The first call of duty for him was to drum on a song called ‘Suicide’. ‘Suicide’ is not an easy track for any drummer, requiring immense stamina, accuracy and concentration throughout its sometimes interminable length. It is hard work.
Thierry started off pretty well, keeping it steady with the click track and the guide organ riff but, after three or four minutes, his tempo would start to lag, or he’d lose the bass-drum pattern, and he would be stopped and told to start again, with increasing exasperation and frustration on his part. That didn’t help his playing at all. It was too tricky to get the drop in right, and this was long before anybody had access to a digital editing suite, so it had to be one perfect take or nothing. As the afternoon wore on, Thierry’s efforts to get it right became more and more wrong, despite his heroic efforts and the sweat on his brow. After two or three hours they recorded a take just to make him feel better, despite the fact that it was obviously not working.
‘Yeah. That’s cool, man. Nice one,’ Pete said, while pulling faces and exchanging dubious looks with Jason and me. ‘We can fix it afterwards.’
In the
end, the drums on ‘Suicide’ were sequenced and played by hand from drum machines. Thierry managed to play the maracas on ‘Che’, and that was the end of his recording career with Spacemen 3.

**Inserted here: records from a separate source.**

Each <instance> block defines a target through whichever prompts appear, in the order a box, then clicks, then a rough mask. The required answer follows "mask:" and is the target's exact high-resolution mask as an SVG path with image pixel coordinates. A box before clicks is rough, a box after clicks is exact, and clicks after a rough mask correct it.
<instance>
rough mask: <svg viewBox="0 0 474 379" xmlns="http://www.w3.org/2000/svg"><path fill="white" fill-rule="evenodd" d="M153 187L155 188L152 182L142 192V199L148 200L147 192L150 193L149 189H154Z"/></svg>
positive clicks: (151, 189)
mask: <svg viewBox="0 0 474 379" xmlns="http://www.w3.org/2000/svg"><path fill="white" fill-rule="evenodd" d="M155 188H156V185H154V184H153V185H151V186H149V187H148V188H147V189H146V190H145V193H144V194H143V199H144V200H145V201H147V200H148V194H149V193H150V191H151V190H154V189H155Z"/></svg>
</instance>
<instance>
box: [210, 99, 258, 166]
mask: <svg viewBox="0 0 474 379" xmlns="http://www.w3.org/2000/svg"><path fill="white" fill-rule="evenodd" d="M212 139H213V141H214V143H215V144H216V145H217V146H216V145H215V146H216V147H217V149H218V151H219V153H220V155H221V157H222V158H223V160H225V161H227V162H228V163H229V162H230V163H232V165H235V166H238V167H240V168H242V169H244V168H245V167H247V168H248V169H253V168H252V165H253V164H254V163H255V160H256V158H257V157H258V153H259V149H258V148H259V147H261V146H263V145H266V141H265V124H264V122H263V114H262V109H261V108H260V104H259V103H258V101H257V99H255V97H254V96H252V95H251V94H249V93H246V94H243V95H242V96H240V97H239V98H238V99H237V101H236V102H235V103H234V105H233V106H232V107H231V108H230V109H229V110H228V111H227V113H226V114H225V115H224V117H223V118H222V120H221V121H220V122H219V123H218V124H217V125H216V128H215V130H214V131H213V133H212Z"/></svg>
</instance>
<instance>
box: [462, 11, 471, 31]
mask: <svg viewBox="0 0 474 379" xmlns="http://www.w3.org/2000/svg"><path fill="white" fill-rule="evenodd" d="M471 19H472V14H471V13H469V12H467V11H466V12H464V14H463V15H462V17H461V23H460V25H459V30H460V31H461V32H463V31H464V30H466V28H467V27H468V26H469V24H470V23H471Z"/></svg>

The upcoming gig was a different matter. With only a couple of days to go there were no options. Thierry was going to be the drummer for the evening, and that was that. We set up the equipment and began the two days of rehearsals that would see us fit to play our first headline show in London together. Spacemen 3 were never the most diligent band when it came to rehearsals. I don’t think anybody enjoyed the process, but it was necessary, so it was done. It was the complete opposite of the graveyard band I had played with for a year and who had never done a show. Spacemen 3 was a military operation by comparison. There were songs and cues and strict endings, and starts and woe betide anyone who missed them. Pete was a fairly serious taskmaster when it came to matters of musical precision on the part of his bandmates. I guess the fruits of that are partly evident in the music we left behind, even if it was sometimes a nightmare to be involved with. Luckily, I was focused on music and little else and was content to set my ego aside and endure the pain of repetition in order to serve the greater whole. We were going to play an old set of Spacemen 3 songs, and I was familiar with all of them. The parts had been written ‒ I just had to learn to play them. They were all fairly straightforward and the only real difficulty was endurance and persistence. I suppose I am a fairly stubborn bastard in some ways, which has served me well in my musical career, even if that only means I can play one note for a very long time without losing touch with most of my mind.
Over the course of the two days we sweated and worried ourselves into as precise a band as was possible, given the limited time we had to do the work. Thierry and I were mostly functional as a rhythm section, and Jason and Pete knew the territory well enough to carry the band if we stumbled and fell mid-song.